As our first experiment, we analyse the performance of our methods and compare with some state-of-the-art image auto-annotation models. We apply our visual-semantic embedding to TagProp-$\sigma $ML and 2PKNN-ML respectively (we call them VSE+TagProp-$\sigma $ML and VSE+2PKNN-ML). For each method, we both test their performance using single VGG16 activations and VGG16 activations combined with 15 hand-crafted features,^{Footnote 4} which are also used in models listed in Table 2. Here are three points need to be explained: (1) When we use single VGG16 activations, TagProp-$\sigma $ML and 2PKNN-ML can just be considered as TagProp-$\sigma $SD and 2PKNN, because only one base distance can be obtained. (2) When we use VGG16 activations and hand-crafted features, we first project the VGG16 activations using our visual-semantic embedding network, and then combine the network output with hand-crafted features. (3) We randomly partition the imagesets into training, validation, and test sets with the predefined size (see Sect. 3.1) and generate 5 such splits of the data and run all experiments on all splits and report the mean value of each performance metric. Table 2 shows the annotation performance of our proposed methods on Corel5k, ESP Game, and IAPR TC-12 datasets, against with four baselines and some state-of-the-art methods proposed in recent years. These methods span the wide range of model types discussed in Sect. 1. The results of our experiments demonstrate that our best method VSE+2PKNN-ML using VGG16 activations combined with hand-crafted features outperforms all these state-of-the-art methods we have reviewed while our other three methods also achieve comparable performance with a number of recently proposed methods. Our method VSE+2PKNN-ML (using VGG16 activations and hand-crafted features) achieves P, R, F1 and N+ scores of 41, 52, 46 and 205 on the Corel 5K dataset, 50, 36, 42 and 262 on the ESP Game dataset, 58, 43, 49 and 281 on the IAPR TC-12 dataset. Compared with the best state-of-the-art method CCA-KNN, our model obtains remarkable improvements on all the three datasets, probably because of the effectiveness of our visual-semantic embedding and combination of CNN features and hand-crafted features. Comparing the results of our methods and the baselines, we also find that our proposed visual-semantic embedding network supervised by textual feature can significantly boost the annotation performance.

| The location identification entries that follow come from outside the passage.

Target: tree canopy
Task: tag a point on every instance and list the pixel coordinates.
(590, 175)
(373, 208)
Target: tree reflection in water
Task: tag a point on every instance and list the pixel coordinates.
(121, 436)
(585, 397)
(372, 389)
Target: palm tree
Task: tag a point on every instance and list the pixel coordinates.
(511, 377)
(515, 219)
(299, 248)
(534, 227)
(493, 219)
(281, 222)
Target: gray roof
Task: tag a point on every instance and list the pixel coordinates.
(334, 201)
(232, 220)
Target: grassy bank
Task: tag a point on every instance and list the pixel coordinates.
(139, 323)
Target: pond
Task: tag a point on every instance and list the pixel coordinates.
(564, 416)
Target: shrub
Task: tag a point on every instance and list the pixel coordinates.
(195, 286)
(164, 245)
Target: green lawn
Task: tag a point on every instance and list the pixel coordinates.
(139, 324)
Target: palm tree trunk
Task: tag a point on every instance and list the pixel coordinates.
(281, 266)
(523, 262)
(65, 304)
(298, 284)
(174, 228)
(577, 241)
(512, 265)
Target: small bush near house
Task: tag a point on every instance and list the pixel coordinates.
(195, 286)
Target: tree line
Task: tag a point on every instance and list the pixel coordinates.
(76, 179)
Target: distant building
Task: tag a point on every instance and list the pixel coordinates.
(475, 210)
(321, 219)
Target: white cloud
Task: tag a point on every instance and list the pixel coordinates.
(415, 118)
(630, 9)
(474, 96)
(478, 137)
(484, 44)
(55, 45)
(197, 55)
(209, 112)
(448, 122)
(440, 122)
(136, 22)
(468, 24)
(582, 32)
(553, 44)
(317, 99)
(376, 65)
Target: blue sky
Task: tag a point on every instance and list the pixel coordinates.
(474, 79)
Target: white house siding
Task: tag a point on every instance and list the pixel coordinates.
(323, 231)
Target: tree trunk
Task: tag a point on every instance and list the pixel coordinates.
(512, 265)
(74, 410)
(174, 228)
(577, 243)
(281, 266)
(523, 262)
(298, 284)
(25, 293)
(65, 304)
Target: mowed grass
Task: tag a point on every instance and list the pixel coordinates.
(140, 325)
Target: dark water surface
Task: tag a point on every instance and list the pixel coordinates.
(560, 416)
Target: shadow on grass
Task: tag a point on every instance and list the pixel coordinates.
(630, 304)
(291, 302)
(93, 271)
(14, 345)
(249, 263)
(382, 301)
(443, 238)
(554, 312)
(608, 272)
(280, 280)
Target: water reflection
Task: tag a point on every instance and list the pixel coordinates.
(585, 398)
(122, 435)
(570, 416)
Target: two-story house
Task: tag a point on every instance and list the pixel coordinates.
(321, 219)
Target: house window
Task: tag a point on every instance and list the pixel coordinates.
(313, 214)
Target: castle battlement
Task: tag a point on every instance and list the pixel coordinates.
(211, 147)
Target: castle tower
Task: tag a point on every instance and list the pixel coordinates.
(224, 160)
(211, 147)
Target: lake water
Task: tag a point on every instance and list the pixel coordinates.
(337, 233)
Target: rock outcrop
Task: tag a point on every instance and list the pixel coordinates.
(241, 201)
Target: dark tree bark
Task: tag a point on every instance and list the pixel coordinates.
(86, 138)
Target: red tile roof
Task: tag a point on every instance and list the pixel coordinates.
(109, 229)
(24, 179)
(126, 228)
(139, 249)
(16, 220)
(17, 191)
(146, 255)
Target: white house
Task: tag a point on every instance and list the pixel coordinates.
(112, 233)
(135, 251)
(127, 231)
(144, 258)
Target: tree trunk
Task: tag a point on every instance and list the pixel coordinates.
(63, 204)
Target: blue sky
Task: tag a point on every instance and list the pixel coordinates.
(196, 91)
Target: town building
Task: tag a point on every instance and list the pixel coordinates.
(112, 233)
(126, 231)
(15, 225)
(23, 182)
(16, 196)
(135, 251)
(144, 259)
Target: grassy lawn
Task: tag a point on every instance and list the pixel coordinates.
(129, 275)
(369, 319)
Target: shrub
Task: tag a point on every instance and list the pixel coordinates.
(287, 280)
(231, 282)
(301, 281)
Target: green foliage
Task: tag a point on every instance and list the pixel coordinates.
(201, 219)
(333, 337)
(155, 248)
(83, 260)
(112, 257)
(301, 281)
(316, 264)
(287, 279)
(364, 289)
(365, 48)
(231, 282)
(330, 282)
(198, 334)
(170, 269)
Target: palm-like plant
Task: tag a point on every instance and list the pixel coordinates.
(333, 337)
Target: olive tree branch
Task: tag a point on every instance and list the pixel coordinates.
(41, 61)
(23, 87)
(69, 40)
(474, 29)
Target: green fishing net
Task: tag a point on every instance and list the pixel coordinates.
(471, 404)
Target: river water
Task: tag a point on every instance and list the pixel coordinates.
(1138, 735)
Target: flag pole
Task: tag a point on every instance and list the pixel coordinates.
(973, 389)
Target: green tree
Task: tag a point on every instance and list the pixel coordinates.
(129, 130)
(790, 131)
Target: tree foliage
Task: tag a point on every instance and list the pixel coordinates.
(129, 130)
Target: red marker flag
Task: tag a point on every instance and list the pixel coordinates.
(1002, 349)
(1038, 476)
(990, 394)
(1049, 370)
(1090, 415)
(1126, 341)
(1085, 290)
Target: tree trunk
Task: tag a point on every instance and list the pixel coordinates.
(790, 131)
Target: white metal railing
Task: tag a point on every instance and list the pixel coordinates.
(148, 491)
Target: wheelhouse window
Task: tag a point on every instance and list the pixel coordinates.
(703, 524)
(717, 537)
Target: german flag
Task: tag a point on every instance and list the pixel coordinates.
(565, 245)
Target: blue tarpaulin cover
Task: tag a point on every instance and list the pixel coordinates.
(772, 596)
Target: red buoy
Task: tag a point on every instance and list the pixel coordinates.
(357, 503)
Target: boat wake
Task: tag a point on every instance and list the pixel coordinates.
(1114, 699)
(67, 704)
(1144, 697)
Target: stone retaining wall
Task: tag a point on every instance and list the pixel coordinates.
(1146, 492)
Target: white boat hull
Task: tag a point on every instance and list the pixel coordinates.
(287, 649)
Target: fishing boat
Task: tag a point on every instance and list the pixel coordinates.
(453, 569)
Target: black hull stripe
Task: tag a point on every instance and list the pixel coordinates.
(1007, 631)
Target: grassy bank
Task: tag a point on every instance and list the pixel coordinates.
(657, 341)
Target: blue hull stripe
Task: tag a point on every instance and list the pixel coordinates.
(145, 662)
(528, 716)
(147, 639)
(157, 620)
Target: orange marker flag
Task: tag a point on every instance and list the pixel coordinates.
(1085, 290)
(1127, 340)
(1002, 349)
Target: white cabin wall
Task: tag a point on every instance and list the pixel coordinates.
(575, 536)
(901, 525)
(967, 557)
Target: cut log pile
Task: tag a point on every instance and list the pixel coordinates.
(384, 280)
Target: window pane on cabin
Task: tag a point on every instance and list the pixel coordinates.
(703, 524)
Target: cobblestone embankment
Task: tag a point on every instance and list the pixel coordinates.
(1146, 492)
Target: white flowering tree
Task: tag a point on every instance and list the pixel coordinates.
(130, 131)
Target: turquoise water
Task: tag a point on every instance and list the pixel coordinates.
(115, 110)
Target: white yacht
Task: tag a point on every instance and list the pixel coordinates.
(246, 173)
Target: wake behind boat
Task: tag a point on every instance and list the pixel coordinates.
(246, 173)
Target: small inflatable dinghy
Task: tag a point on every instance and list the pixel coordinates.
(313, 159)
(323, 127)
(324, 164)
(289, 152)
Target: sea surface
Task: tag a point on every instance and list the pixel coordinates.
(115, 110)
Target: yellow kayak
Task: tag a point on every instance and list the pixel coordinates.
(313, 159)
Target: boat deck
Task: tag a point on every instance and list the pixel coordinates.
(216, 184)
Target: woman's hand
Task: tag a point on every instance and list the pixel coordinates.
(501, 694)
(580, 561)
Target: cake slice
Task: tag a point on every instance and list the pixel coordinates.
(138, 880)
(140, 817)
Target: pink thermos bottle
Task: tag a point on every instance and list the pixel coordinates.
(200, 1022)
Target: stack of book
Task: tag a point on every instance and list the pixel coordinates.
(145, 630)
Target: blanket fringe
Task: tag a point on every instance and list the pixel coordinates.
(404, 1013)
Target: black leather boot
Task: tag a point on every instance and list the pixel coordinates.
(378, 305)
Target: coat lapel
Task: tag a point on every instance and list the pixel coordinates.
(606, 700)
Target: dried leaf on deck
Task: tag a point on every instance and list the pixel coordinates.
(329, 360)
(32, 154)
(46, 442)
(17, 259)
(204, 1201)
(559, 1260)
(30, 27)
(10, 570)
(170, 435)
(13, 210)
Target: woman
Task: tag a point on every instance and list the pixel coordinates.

It is worthy to note that our method VSE+2PKNN-ML (using VGG16 activations) is the one most similar to the best existing method CCA-KNN. The most import differences between our model and CCA-KNN include: (1) We train a network using our proposed loss function to achieve visual-semantic embedding, while CCA-KNN model projects bare CNN feature by learning CCA or KCCA. (2) We use Fisher vector representation of HGLMM to encode the Word2Vec vectors of tags into one vector. It is much more complicated than the method in CCA-KNN who just takes average of all the Word2Vec vectors as textual feature. Experiments show that our model achieves comparable results with CCA-KNN model. Hence, training neural network using our proposed visual and semantic neighbors ranking loss function is an effective approach to achieve visual-semantic embedding. Furthermore, our method scales to large amounts of data more easily than CCA-KNN who needs expensive computational cost to find projection vectors when training.

Table 3 shows the comparison of our methods and the state-of-the-art methods on the large-scale imageset NUS-WIDE. CNN+Softmax and CNN+WARP models train convolutional neural networks from scratch using softmax and WARP loss to achieve end-to-end image annotation, obtaining an inferior performance with respect to the models, including CNN+KNN and CNN+Logistic, using pre-trained CNN features. Wang et al. attempted to learn joint image-label embedding using CNN-RNN framework [44], getting unsatisfactory performance. The best performance is observed in our model VSE+2PKNN-ML, improving P, R, F1, and $N+$ to 44, 47, 45 and 80. This suggests that nearest-neighbor based model aided by our embedding network is effective to address image annotation task. We also try use ResNet152 [16] which is another new popular deep convolutional network, to extract image visual features and report the performance of our models in Table 4. By comparing Tables 4 with 2 and 3, we can see ResNet slightly benefits our models.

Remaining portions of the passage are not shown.